Prolongement au tracé d’ailleurs peu évident : je cite l’article précédent évoqué :
«Le prolongement de la ligne 1 au-delà de La Défense pourrait rejoindre cette liste, à condition de trouver une solution pour sortir de l’enchevêtrement de l’A14 et du RER A (j’ajoute : et du RER E). L’option Charlebourg pourrait surclasser l’option La Boule, d’abord pour délester T2, mais aussi pour amorcer une extension à Argenteuil via Colombes, contrant à la fois l’extension de la ligne 17 et une partie de l’éventuelle ligne 19. L’absence de solution pour extirper la ligne 1 donnerait un point à l’option d’une ligne indépendante. »
Pour ce qui est de nouveaux tracés tramway, j’avais cru comprendre après une réponse ci-dessus que « Malheureusement, le tramway n’a plus du tout la cote en Ile-de-France. »
Enfin, l’emplacement que je suggère pour du stockage a l’avantage d’être proche du site de maintenance de Colombes, bordé au sud-est par la rue Pierre Expert et au sud-ouest par la rue des Côtes d’Auty qui rejoint l’avenue de la République en une centaine de mètres.
Station4
Argenteuil dispose d’une desserte déjà très fournie pour Paris, donc peu de risque de concurrence.

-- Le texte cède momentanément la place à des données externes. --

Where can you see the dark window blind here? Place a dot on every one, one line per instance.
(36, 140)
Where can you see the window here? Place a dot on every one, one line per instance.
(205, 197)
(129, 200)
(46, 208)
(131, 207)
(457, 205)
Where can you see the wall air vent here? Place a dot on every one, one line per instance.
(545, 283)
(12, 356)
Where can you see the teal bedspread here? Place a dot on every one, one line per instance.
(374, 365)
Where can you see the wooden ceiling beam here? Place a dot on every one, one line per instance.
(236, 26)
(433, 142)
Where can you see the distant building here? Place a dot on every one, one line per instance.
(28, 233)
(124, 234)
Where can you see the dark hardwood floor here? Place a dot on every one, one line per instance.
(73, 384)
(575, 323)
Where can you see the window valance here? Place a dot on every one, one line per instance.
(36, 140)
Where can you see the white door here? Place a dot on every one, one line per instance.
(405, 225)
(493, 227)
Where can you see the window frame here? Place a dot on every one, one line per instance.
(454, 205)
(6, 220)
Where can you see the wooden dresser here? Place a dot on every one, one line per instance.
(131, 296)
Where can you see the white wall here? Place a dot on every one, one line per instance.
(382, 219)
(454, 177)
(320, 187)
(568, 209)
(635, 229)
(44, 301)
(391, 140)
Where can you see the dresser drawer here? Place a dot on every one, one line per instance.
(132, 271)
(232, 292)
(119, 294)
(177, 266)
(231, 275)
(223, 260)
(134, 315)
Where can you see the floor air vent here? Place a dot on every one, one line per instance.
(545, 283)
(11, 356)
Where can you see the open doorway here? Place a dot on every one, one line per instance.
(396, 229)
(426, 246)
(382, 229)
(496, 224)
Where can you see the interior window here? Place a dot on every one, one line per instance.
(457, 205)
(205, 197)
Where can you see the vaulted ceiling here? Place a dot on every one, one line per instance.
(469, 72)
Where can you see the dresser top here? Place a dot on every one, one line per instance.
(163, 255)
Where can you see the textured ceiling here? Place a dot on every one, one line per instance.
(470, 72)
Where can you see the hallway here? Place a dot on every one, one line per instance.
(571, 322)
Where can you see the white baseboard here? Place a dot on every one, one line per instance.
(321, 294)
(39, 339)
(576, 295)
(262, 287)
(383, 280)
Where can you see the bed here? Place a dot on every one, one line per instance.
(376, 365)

Pour ce qui est d’un remisage souterrain, c’est quand même très complexe et d’une souplesse très faible pour gérer le quotidien. Sans compter le coût très élevé !
Bernard G
Ce n’est pas moi qui ai évoqué de prolonger le M1 vers argenteuil pour soulager T2 … Prolongement qui serait sûrement très complexe et très coûteux lui aussi.

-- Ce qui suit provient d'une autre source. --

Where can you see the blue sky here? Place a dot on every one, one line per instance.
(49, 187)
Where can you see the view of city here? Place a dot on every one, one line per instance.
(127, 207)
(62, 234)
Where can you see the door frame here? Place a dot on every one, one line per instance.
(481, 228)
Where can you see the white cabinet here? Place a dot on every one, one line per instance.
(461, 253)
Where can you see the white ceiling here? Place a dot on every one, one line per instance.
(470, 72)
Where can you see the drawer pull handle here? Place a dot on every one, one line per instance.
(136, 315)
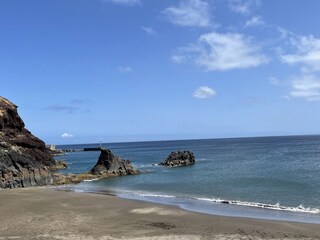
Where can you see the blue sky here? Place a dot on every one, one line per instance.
(130, 70)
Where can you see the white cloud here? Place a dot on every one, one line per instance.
(67, 135)
(274, 81)
(125, 69)
(307, 53)
(178, 59)
(307, 87)
(216, 51)
(192, 13)
(254, 22)
(204, 92)
(243, 6)
(149, 30)
(125, 2)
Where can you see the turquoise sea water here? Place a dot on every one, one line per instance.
(266, 177)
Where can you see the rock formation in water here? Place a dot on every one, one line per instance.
(110, 165)
(179, 159)
(24, 159)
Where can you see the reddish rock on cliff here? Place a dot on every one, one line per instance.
(24, 159)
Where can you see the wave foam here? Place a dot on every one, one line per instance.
(277, 206)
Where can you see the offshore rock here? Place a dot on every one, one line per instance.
(179, 159)
(24, 159)
(110, 165)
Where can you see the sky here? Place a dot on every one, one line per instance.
(84, 71)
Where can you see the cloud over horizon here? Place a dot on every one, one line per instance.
(244, 7)
(204, 92)
(67, 135)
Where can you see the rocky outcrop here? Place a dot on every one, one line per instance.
(179, 159)
(110, 165)
(24, 159)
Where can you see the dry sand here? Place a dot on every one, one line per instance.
(42, 213)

Notez aussi que les voies de l’atelier T2 de colombes sont déjà environ trois mètres plus bas que les voiries qui le bordent au sud.
Station4
Mais pour une finalité toute autre…
Que les voies de l’atelier soient plus basses que la voirie est un élément parfaitement mineur, qui plus est sur un site qui a été complètement remanié après la démolition des anciens bâtiments de la Marine. Rien de comparable avec la réalisation de trémies pour faire émerger dans un environnement urbain assez dense les raccordements entre d’éventuels garages souterrains (sans jauger de la profondeur de ceux-ci), en créant des effets de coupure.
Sachant que pour faire des UM3 sur T2, il faudrait reprendre toutes les stations, les terminus de Bezons et de la porte de Versailles (qui vient d’être refait) pour avoir des arrières-gares compatibles avec des convois de 100 m de long, reprendre l’alimentation électrique (une 3ème rame qui tractionne sur chaque convoi), le paramétrage des carrefours (déjà délicat), et accepter d’augmenter de 30 % le temps d’entrée dans les stations, de dégagement des courbes et appareils de voie.
Quant à la station Suzanne Lenglen, il faut déjà savoir que pour faire passer certains convois, il faut déposer une partie des feux tricolores. Donc considérer que le déplacement de la station Suzanne Lenglen est une facilité… en est une.